8. As a result of factoring in the likelihood of being discovered by the IRS and the likelihood that, if discovered, the IRS would want to focus (i) its limited criminal prosecution resources on them and (ii) its investigation resources to even get the maximum penalties, many taxpayers are just walking away from the current voluntary disclosure initiative. JAT Note: These taxpayers have to be judgmentally impaired or be high risk takers who just prefer not to pay the penalties involved to avoid any risk of criminal prosecution.
9. The Government will prosecute a representative number of the sitting ducks -- at least at first the ones delivered up by UBS -- with a goal of making their cases tight and offering such a sweet deal that the defendant will be forced to plea, and do so quickly. (Nothing new here, because the overwhelming bulk of tax cases (as well as most of types of federal prosecutions) result in a plea.)

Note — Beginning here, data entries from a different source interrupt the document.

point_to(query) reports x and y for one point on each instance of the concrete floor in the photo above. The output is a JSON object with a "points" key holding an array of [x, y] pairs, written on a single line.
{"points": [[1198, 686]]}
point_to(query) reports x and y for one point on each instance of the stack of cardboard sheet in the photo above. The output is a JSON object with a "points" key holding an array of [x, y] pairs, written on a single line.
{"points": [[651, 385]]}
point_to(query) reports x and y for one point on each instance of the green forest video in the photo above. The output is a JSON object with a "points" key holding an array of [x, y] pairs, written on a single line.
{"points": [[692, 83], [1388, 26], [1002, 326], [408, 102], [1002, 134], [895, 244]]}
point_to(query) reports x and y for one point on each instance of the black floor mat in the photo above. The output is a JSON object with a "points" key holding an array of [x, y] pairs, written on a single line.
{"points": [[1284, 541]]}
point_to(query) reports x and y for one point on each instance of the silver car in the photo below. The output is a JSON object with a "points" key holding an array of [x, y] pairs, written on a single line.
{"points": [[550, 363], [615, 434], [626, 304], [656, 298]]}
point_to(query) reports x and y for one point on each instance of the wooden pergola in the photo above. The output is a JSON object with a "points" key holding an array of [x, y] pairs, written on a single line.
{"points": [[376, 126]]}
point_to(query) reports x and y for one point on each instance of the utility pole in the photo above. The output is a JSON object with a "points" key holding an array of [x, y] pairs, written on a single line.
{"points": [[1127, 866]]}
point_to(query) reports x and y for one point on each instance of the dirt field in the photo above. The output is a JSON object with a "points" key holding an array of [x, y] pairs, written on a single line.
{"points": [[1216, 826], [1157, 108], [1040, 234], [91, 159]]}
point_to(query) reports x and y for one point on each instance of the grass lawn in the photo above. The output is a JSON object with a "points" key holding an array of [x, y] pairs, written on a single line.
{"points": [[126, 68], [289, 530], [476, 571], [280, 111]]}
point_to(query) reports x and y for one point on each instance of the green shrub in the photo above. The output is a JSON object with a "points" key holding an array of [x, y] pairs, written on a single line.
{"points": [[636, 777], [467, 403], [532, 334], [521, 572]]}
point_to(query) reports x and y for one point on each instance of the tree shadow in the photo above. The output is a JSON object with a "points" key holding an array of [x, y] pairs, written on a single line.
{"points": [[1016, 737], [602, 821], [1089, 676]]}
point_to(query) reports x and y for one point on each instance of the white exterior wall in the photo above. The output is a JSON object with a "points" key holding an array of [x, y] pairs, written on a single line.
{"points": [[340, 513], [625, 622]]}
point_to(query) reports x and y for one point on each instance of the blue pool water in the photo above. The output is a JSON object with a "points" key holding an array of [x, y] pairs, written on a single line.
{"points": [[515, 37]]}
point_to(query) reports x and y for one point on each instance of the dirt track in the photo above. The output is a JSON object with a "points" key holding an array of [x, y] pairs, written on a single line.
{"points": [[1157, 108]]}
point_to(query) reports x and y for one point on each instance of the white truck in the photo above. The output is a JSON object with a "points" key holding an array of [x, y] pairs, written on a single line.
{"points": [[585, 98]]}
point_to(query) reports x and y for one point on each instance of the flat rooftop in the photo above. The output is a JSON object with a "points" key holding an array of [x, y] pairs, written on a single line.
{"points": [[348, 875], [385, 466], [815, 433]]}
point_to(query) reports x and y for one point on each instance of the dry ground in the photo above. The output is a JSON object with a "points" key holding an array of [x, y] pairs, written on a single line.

10. In picking the sitting ducks, the Government will be looking for a number of highly publicizable convictions by plea. (Those who are in the Government's cross-hairs might find this a particularly good time to strike a quick plea deal.)
If Justice prosecuted 50 UBS cases and 20 cases from other banks, that would create enough of a public impression of likelihood of being caught to qualify as a success. It is important that a fairly large number of UBS cases be brought. It is equally important that cases from other banks be brought, since some tough-minded customers figure that they will escape if UBS is not their Swiss bank. It would be good if some cases could be brought involving customers of banks in other bank secrecy jurisdictions, but that appears unlikely.11. Notably for a tax article, Ms. Sheppard does give some sense of how the Sentencing Guidelines work in tax cases. She discusses ever so lightly the concept of tax loss (the first step in determining the Base Offense Level) and the Specific Offense Characteristic upward adjustment for "sophisticated means" of which the quintessential example is evasion related to a foreign bank account.